Regulatory and market pressures are rising. There’s no finish line when it comes to making safer, environmentally sound, and operationally robust flame retardants. New end-use demands, like ultra-thin fire barriers for electronic housings or lightweight automotive composites, continually shift the goalposts. As the required safety margins narrow and allowable toxin content tightens, processors turn to the next generation of coated additives for the answer.
Our development is ongoing. Research now focuses on hybrid coatings and smart compatibility boosters, which go beyond classic amine surfaces into dual-layer functionalities that offer improved chemical resistance or tailored interactivity with specific resin additive packages.
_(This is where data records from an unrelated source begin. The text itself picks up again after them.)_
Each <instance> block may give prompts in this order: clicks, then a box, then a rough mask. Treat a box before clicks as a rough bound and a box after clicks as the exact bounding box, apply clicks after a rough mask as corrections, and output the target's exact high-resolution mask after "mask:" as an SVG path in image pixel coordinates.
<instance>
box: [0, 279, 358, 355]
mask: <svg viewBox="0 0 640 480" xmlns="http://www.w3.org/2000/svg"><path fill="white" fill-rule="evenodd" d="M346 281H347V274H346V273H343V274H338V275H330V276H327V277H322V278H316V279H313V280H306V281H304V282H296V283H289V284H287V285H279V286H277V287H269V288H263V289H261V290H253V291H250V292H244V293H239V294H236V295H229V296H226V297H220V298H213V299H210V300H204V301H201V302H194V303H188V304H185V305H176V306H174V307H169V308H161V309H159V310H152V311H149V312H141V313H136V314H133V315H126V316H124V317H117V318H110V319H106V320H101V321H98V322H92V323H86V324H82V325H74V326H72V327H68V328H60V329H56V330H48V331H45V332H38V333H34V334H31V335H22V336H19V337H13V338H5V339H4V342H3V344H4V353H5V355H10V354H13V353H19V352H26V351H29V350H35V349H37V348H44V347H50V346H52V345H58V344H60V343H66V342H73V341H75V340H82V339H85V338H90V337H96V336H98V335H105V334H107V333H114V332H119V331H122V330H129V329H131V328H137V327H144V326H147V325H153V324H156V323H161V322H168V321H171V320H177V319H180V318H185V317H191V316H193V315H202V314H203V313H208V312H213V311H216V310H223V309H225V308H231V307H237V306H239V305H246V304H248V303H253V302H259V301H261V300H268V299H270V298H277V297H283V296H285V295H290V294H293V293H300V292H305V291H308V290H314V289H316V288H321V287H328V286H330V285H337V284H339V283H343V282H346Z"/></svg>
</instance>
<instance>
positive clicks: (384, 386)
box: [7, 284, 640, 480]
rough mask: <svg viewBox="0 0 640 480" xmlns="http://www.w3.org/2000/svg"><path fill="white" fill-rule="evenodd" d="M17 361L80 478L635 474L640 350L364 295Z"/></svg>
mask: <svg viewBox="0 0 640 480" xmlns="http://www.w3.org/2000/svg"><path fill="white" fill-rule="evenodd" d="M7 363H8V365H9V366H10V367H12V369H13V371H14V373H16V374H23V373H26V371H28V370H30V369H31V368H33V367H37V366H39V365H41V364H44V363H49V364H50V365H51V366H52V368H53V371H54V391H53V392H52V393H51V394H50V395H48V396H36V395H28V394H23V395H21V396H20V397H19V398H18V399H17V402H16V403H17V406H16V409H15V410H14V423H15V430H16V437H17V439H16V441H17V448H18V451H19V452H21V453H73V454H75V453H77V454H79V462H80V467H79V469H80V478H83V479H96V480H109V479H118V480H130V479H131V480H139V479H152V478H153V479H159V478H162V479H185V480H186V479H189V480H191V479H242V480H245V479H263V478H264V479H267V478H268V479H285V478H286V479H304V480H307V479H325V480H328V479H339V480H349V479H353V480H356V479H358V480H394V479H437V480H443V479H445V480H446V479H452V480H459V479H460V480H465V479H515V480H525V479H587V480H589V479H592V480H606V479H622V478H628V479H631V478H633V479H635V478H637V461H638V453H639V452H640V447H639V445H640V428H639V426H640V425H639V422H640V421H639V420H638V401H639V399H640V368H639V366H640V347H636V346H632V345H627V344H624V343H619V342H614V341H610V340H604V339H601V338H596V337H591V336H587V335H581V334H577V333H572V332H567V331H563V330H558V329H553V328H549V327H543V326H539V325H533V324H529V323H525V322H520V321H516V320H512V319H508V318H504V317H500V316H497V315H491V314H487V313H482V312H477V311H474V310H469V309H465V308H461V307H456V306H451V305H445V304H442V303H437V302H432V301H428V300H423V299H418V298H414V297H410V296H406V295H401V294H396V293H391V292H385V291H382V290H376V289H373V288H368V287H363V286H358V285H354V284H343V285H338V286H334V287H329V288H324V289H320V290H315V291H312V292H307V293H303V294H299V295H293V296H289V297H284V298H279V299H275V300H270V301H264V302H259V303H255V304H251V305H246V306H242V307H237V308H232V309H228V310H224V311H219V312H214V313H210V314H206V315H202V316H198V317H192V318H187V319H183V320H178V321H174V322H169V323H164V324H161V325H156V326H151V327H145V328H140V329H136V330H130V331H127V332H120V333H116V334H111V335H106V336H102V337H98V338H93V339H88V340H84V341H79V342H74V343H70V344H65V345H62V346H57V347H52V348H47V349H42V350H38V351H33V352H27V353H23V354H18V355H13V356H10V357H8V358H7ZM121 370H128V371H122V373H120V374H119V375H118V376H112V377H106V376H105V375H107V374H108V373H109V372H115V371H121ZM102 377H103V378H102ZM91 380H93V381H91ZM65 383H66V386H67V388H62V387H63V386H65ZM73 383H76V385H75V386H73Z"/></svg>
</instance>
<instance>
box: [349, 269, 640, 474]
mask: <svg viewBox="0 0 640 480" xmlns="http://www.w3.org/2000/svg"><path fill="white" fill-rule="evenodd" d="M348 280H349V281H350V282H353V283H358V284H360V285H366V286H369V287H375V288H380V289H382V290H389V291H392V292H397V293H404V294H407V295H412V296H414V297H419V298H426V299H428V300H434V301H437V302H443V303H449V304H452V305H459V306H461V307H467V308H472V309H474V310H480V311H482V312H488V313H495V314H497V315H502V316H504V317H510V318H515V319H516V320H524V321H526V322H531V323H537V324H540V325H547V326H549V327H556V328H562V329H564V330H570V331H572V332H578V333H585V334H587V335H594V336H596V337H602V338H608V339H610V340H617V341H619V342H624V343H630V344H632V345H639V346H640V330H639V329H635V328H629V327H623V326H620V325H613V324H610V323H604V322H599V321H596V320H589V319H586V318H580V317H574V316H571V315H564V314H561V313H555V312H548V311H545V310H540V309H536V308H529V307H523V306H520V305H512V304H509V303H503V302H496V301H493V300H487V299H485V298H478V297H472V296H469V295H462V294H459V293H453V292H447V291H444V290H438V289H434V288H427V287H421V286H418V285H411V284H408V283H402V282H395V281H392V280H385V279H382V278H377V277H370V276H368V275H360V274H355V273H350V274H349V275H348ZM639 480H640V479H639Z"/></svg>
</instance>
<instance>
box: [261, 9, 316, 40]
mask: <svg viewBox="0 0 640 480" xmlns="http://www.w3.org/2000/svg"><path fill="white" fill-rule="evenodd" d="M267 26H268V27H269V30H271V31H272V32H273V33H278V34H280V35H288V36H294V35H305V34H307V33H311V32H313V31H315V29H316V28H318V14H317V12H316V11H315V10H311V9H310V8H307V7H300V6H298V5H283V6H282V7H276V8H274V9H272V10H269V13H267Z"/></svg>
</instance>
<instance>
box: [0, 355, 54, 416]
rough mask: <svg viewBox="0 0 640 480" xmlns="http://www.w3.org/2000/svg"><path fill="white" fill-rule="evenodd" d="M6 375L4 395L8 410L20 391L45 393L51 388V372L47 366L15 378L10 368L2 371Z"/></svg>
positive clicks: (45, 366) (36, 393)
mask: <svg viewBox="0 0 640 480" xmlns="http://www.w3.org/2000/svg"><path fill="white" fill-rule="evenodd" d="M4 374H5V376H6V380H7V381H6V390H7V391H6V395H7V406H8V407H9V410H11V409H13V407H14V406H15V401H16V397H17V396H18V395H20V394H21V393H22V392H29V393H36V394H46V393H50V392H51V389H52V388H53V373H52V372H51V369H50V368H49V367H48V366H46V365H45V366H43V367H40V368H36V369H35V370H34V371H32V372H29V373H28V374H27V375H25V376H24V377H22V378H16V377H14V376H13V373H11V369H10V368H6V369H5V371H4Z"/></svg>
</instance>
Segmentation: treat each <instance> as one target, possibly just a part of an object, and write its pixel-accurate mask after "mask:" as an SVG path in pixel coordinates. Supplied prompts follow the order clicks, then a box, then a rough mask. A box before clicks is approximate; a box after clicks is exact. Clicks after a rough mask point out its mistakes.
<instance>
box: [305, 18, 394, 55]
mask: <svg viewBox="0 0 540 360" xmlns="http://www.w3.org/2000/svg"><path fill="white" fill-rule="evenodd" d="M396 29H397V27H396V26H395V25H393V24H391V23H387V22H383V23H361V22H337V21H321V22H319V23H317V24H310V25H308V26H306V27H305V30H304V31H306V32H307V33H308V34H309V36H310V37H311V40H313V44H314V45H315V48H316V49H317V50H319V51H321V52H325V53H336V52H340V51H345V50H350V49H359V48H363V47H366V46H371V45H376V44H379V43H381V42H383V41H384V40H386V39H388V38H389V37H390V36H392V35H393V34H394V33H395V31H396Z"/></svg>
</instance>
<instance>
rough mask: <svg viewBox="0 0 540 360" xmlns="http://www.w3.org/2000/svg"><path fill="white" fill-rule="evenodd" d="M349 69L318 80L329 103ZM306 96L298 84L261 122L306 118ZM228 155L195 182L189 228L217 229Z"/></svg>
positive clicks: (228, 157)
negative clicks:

We anticipate greater integration of APP in biodegradable plastics, where migration avoidance and non-toxicity are crucial. The lessons honed on the factory floor shape every innovation—direct feedback from high-volume users guarantees our pipeline stays practical and industry-oriented.
The best product innovations come from side-by-side work with engineers who face challenges daily. Our team regularly travels to partner factories to observe compounding in action and solve issues on the ground. Whether it's tuning the APP for optimum melt flow, advising on storage, or co-developing formulations to meet new certifications, progress is built into our culture.
We keep communication lines open, sharing both success stories and lessons learned. Troubleshooting is a joint effort, and incremental gains in migration resistance, charring behavior, or processing stability translate into real competitive advantages for our partners. We know that quality is not just born from laboratory results but from unwavering production reliability and transparent support.
Amine coated Type II ammonium polyphosphate represents more than the sum of its chemistry. Its value emerges where safety, productivity, and sustainability meet. Looking ahead, we remain committed to supplying not just a material, but a technical foundation supported by years of real-world manufacturing expertise. Our production lines, quality checks, and design philosophy have been shaped by the exacting needs of customers across continents.
By consistently bridging the gap between laboratory success and factory reality, we help partners meet demanding fire safety standards, enjoy smoother processing, and align with environmental goals. In our view, this is the only way to advance the industry—and protect the people and infrastructure that depend on it every day.